在送走了那三個一步三回頭、差點要在雪地裡給我們磕出個坑來的「義弟」們後,我總算領略到了什麼叫作盛情難卻。
眼看著他們背著藥草消失在山林深處,我正打算去牽馬,回頭卻看見青黛裳還坐在那截斷掉的門檻上。她絲毫沒顧忌什麼大家閨秀的儀態,直接粗魯地捲起褲腳,露出一截細白卻已經腫得跟紅饅頭似的腳踝。

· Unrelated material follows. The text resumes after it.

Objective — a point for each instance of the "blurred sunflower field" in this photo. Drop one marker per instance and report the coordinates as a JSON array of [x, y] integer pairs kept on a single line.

「嘶——這下摔得可真夠本。」她一邊吸著涼氣,一邊用手在那紅腫處試探性地捏了捏。
我正猶豫著要不要把懷裡的跌打膏再拿出來,卻見她眼神一狠,雙手交疊握住自己的腳掌,發力一掰。
「喀嚓!」
那一聲脆響在寂靜的雪地裡顯得格外驚悚,聽得我後腦勺一麻,下意識地替她感到牙酸。
「呼……好了,骨頭回正了,剩下就是消腫的事。」她抹了一把額頭疼出來的冷汗,像個沒事人一樣對我嘿嘿一笑,「初九啊,咱們現在也是有小弟的人了,是不是得有個響亮的名號?比如『城隍五結義』之類的?」
這姑娘連給自己整骨都這麼乾脆利落,看來剛才在那兒哭天搶地,多半是心疼那頭驢。
我面無表情地看著她,連寫字的力氣都省了。先是將發仔的韁繩重新綁好、栓在霜降的鞍上,又稍微使了點勁,將這還在嘀咕著「大姐頭威風」的道姑攔腰抱起。她大概沒想到我會突然動手,驚呼了一聲、下意識地摟住我的脖子。那雙黑白分明的杏眼近在咫尺,閃過一抹難得的羞赧,隨即又被那股子厚臉皮給壓了下去。
「喲,你這臂力可以呀!」
我沒理她,徑直打算將她安置在霜降的馬背上。
然而,霜降顯然比我更有脾氣。這平日裡被府裡嬌生慣養的「大小姐」沒禮貌地噴了聲鼻息,腦袋一歪,硬是轉了個圈,後蹄不安地踢著雪,就是不讓這道姑坐穩。那雙水潤的大眼睛裡,寫滿了身為名駒的傲氣與憤怒。
「牠……不會是在記恨我說牠肥吧?」青黛裳有些心虛地縮了縮脖子,手抓著馬鞍不敢亂動。
我聳了聳肩,哭笑不得。我一邊拍著霜降的脖頸,一邊只能在心底哀號:我的小祖宗呀,妳聽點話,快把這尊大佛送走,回去再賞妳最甜的鴨梨。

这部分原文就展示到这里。